We had Nicholas for the last two weeks only (he was on break). Turning our hacknight project into a real CTF was his intern project last year. His help at launch was more or less indispensable. Our scheduling was not discretionary.
I'm sure Stripe has a similar story.
We all agree, more careful spacing would be great. Oh well! :)
Level0 was fun, Level1 threw me immediately into "This looks like it's gonna suck". I know Git fairly well, but I don't know it that well. I poked at the shell script a bit, but I just ain't seeing it. It's also a lot harder to work on without the support of the easy benchmarking ability that was provided in Level0. How do I know if I'm actually improving.
Props in general, I just feel like Level1 was kind of a brick wall for me.
It's not calling the git command that's problematic, it's calling an external command at all. So you pretty much have to recode the hot part in another language, where you just manipulate buffers instead of piping stuff around.
I did exactly that but my SHA-1 (in Ruby) is ending up different than Git's. Even weirder, when I take the header + body, and use an online SHA-1, I get a third and different value! (Not equal to git-hash-object nor to mine in Ruby). Is the body supposed to be modified to add LEDGER content?
Look again at Object Storage under the Git Objects link and you should get it, you're probably not quite matching what it does, it is a simple SHA1 so you're probably just missing one little part of the string to hash. You're on the right track - test getting the hashes to match first with git hash-object, but once you have done that you just need to solve it faster and recover when you discover that someone else got there first.
It is possible in ruby, that's what I used first, though the ref implementation is in ruby, so a single process may not cut it unless you are lucky. Keep trying too if you are solving it but not quite making it in time as you're competing against a variable time to complete on the other side.

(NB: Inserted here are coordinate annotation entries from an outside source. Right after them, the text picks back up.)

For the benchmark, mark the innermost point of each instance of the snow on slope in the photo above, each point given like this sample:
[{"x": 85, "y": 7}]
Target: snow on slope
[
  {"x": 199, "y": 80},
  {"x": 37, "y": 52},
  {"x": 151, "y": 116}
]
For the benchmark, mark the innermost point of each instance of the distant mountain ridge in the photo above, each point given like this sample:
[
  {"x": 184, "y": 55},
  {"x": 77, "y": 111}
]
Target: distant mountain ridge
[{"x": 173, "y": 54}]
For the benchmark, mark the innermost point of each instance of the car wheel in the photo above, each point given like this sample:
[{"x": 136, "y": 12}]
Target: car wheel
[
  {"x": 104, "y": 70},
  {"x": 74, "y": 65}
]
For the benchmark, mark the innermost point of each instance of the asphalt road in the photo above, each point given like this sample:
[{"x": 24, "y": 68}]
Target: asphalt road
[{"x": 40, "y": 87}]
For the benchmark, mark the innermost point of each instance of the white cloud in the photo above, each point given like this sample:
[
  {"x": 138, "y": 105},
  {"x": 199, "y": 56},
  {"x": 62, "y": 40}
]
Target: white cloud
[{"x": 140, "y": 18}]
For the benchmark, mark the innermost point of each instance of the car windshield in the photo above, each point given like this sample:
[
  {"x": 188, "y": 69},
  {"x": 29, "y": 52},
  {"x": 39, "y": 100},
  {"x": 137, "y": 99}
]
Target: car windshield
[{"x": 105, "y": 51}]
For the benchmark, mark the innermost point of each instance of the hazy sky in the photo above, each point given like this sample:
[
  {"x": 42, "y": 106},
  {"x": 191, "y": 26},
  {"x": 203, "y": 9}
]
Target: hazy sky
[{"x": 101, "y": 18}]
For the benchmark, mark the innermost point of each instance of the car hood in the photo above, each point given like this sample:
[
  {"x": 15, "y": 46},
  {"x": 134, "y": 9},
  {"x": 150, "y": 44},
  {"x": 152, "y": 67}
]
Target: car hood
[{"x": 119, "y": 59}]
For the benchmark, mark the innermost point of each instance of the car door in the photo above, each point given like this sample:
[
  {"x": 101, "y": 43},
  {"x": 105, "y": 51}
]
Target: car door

The link to the git docs is fairly illuminating - there's only a very small part you need to understand. In particular, look at Object Storage under the Git Objects link.
It is a bit tricky because you're competing against random timings for the bot miners, but you need to mine before the bots do, so you need to speed up finding a commit hash, then do the commit. I hope that is useful without giving too much away.
Getting the following output when pushing my code:
remote: > Your submission has been placed in the queue.
remote: > Kicking off a build for your submission (running `./build.sh`).
remote: > `./build.sh` succeeded
remote: > Kicking off 3 trials. Here goes...
remote: > Started running Trial 0
remote: > Started running Trial 1
remote: > ERROR: There was an internal error scoring Trial 0. If this error persists, please let us know at email@example.com and include the following error token: err_3MRLt7sxWqqD4C
7fcfd3d..17d0e35 master -> master
My code looks to be working because the test ./test/harness says that tests pass.
Are we allowed to discuss solution here? Or everybody has to work out the results separately?
I don't know Ruby, but I can guess what it is doing basically:
1. Read a list of words from a file with an input path or a default path
2. Take the runtime input from the user with any number of words before carriage return (I guess the words are separated by spaces)
3. Do a loop to compare each of the input words to lower case against the words in the list loaded from the file. If there is a match print out the original word, other wise print out something wrap up the word.
It's a O(NxM) algorithm. If the data set is small, we won't see to much difference. Otherwise, we need to concern about better algorithm to improve the speed.
1. Sort the list from the file (remove duplicates)
2. Always check the either half to reduce the number of checking in the list
3. Sort the input list (save the number of duplicates)
4. Print the duplicates directly without comparison again
This way the runtime can be improved to O(N*lg M). This may not be the best algorithm. I'd like to hear from you about better solutions.
Of course. If it's in Java, I'd definitely do that. We are using Hashmap everywhere. Since the original code looks like this, I thought Ruby does not support hash.
We usually implement code on the application level, so we don't really care about the underlying algorithms. But if we have to implement on the system level, we do care about the how to manipulate the memory and number of executions, like Big O.
The CTF does not give a description of the problem, but the code instead. And it persuades the new users not to change algorithm too much, just save a few steps, which implies to have minor changes of the code only.
Look at my another comment, hash may not be always better than list.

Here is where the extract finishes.